# Latest and greatest fray car setup?



## martybauer31 (Jan 27, 2004)

So the last time I was at the fray was 3 years ago now, at the time, I had the latest stuff, which included the following parts:

tungsten carbide front and rear axles
Tom Shepherd .342 sili-sponge ties
RTHO CNC'd gears including drive pinion and gear shaft
JW crown gear
RTHO brass front end with .302 tires
Wizzard brushes
Slot tech pickup shoes
Scale Auto springs
Zoomin' Bugatti Veyron body
JL magnets.

My question to those who have been or are going last year and this year to the Fray or any other fray type race, what is the new setup these days? I don't plan on going to any I don't think, but they are a lot of fun and I wanted to update what I have.

I know it seems that most folks now are using the Dash magnets, and people are going to the newer front end sets like the Zoomin' sets. What else are people running different, any new springs, tires, gears, bodies, etc?

Would love to know what is being run these, so if you have a good setup, let's hear about it!

Thanks!


----------



## Brixmix (Dec 2, 2007)

I would say you are still close the weighted fronts are nice but the front tire size is a little bigger 310-315 and the body's by both Zoomin and Greg's garage work really well. Lawbreakers are still great .336-.340 and now Don Bourne now sells tire's through Hotracks. I know alot of people are using Dynamic Arms from RC. The stock crowns work real well with stock or wizzard 9's and RT 9's work good with RT crowns. Wizzard has new shoe spring's and a spring calledDr. Oogan work real nice. All 3 of the big names's make good shoes


----------



## bearsox (Apr 22, 2006)

*Latest And greatest fray car setup ?*

*Boneshaker has some good bodies worth a look . I can recommend the Honda Accord GT as i got one from a buddy and it is very nice and similar to the Celicas that have done well in the past. A subtle change in balast has gotten these bodies to out perform the old Celicas so i consider them an upgrade.
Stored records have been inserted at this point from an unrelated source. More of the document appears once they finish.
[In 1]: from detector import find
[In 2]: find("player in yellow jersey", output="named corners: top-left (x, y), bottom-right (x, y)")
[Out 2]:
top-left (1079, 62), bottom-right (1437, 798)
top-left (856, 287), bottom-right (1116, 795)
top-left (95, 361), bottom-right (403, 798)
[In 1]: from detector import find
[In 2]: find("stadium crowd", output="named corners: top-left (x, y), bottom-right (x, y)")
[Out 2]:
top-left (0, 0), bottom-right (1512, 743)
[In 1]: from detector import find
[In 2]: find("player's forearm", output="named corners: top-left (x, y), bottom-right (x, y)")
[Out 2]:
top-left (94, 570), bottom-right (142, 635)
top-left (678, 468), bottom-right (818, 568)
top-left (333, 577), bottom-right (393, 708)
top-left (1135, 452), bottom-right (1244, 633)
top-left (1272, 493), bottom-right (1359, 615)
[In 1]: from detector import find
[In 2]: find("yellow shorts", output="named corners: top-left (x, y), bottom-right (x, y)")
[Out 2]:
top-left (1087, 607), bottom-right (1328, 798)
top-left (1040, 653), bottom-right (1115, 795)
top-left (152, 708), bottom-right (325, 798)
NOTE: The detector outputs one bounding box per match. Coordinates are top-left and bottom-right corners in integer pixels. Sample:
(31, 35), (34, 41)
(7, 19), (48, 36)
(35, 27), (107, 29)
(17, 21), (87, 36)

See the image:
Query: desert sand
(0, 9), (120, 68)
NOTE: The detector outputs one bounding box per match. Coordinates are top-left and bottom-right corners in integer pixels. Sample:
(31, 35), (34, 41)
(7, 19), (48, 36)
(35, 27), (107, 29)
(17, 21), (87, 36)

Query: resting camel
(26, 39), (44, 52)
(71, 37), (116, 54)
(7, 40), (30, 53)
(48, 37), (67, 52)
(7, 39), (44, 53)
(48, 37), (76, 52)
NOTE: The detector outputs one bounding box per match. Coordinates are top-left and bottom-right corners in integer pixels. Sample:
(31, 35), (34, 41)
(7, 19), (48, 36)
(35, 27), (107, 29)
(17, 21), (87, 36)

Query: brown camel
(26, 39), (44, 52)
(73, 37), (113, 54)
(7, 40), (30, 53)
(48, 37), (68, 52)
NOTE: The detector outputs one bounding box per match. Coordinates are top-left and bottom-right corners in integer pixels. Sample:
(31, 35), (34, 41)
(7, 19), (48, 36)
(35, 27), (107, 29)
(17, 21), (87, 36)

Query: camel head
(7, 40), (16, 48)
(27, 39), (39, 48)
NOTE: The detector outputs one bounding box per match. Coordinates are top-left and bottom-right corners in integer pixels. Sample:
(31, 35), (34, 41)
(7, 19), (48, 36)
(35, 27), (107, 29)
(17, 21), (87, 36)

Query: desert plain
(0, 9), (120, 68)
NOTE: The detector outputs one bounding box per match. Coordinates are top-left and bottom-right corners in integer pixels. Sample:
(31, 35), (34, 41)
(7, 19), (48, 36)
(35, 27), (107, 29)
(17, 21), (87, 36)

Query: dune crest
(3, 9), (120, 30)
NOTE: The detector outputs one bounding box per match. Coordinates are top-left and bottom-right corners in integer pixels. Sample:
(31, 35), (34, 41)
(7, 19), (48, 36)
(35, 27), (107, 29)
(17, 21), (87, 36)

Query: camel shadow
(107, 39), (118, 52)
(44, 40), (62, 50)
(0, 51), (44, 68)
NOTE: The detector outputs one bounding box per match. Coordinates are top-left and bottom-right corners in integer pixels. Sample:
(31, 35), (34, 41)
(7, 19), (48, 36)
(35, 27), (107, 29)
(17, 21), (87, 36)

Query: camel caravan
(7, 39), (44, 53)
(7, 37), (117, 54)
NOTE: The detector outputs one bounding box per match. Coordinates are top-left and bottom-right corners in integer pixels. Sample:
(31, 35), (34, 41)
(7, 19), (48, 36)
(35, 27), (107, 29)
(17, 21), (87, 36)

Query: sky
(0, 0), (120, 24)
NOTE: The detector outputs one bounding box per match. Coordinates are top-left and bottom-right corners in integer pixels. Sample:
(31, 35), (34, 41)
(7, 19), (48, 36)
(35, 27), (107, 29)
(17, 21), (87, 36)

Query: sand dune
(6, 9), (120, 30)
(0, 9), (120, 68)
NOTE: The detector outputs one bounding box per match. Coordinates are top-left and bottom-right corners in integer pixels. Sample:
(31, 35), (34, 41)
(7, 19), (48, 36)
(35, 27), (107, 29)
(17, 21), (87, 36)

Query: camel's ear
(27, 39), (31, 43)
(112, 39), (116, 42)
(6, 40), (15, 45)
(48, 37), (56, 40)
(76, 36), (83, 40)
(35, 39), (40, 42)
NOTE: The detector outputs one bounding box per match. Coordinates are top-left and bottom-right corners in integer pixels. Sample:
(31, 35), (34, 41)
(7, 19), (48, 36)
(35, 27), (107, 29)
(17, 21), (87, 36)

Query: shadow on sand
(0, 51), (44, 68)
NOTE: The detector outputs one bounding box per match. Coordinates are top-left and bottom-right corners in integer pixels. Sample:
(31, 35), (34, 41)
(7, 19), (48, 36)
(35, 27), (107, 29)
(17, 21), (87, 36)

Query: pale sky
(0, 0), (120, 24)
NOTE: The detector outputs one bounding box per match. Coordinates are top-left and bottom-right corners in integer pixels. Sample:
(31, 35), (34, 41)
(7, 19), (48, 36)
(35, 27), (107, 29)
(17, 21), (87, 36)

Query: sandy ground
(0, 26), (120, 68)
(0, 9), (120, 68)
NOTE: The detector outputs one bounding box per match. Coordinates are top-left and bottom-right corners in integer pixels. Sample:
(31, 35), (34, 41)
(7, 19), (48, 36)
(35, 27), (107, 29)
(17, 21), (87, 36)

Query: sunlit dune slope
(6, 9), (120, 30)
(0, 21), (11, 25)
For crowns another option is if you can get a hold of a JW's PTFE filled ( brown ) crown. I have several on cars meshed with a RT cluster combo and like the results with a mild position adjust. 

For tires ..... theres the usual suspects sure but don't allways drink the same kool aid till you try out a few more and see what works for you. While the majority may use a couple of brands out there you can bet there are others perfectly happy with something else. Food for thought Rick DeRosa @ Quicker Engineering makes great tires for mag cars right ? Wanna bet his tjet tires are also pretty darn good ? 

Bear :wave:*


----------



## slotking (May 27, 2008)

there are some divverent bodies racers seem to be using more.
The zooming front end was the 1st one out there I think.

but it still pretty much the same, some guys are gonna like a few things different.


----------



## RT-HO (May 27, 2009)

In the 2010 Fray individual event I know for sure that
first & second place (RC Lincolin & Rick Jocham) 
were using RT-HO top gear sets.

The 2011 Fray individual event is going on today.

Does anyone have any info on the winner yet ?

Rick


----------



## slotking (May 27, 2008)

Look for my name in the results!

Mike King:wave::jest:


----------



## wheelszk (Jul 8, 2006)

In your dreams King.:tongue:


----------



## bearsox (Apr 22, 2006)

*Latest And greatest fray car setup ?*

*Winner was Milburn Drysdale ( a banker from Beverly Hills ).

Bear :freak:*


----------



## Boosted-Z71 (Nov 26, 2007)

Come & listen to a story about a man named Jed .........

Boosted


----------



## Rolls (Jan 1, 2010)

Did someone mention my name???


----------



## bearsox (Apr 22, 2006)

*Latest And greatest fray car setup ?*



Rolls said:


> Did someone mention my name???


WEEEEEEE DOOOOOGIES ! :thumbsup:

Bear :wave:


----------



## RT-HO (May 27, 2009)

Congratulations to Rick Jocham.

Rick Jocham won the Fray individual race yesterday for the third time making him the only three time winner in the in the 14 year running. 

I believe he has aslo placed 2nd twice.

Rick builds and sells RTR Fray cars under the trade name RJ-Jets.
All RJ-Jets have Dynamic arms & RT-HO top gear sets.

RJ-Jets also placed first and second in the Fray individual race last year.

I guess that would qualify as THE latest and greatest Fray car setup.


----------



## smalltime (Jun 3, 2006)

I would second that emotion Rick,

Rick can put you in the hunt quickly. You're already 99% there as it is, just minor tweek here and there should do it.
BTW,
KC Jets are no pushover either.It doen't matter who you choose, They both build a quality product.


----------



## RT-HO (May 27, 2009)

Hi Tim,

I should have mentioned the KC-Jet in the post also.
You can't go wrong with a car from either place.
Steve Ward and Hiram's racing success prove that.
Now all KC-Jets come equipped with RT-HO top gears too.

Rick


----------



## neorules (Oct 20, 2006)

Hindtit is considering coming out with t-jet parts--- I'm sure many of you can't wait. Remember our motto: We Suck so you Don't have to---- Watch for Us in Your Year View Mirror.


----------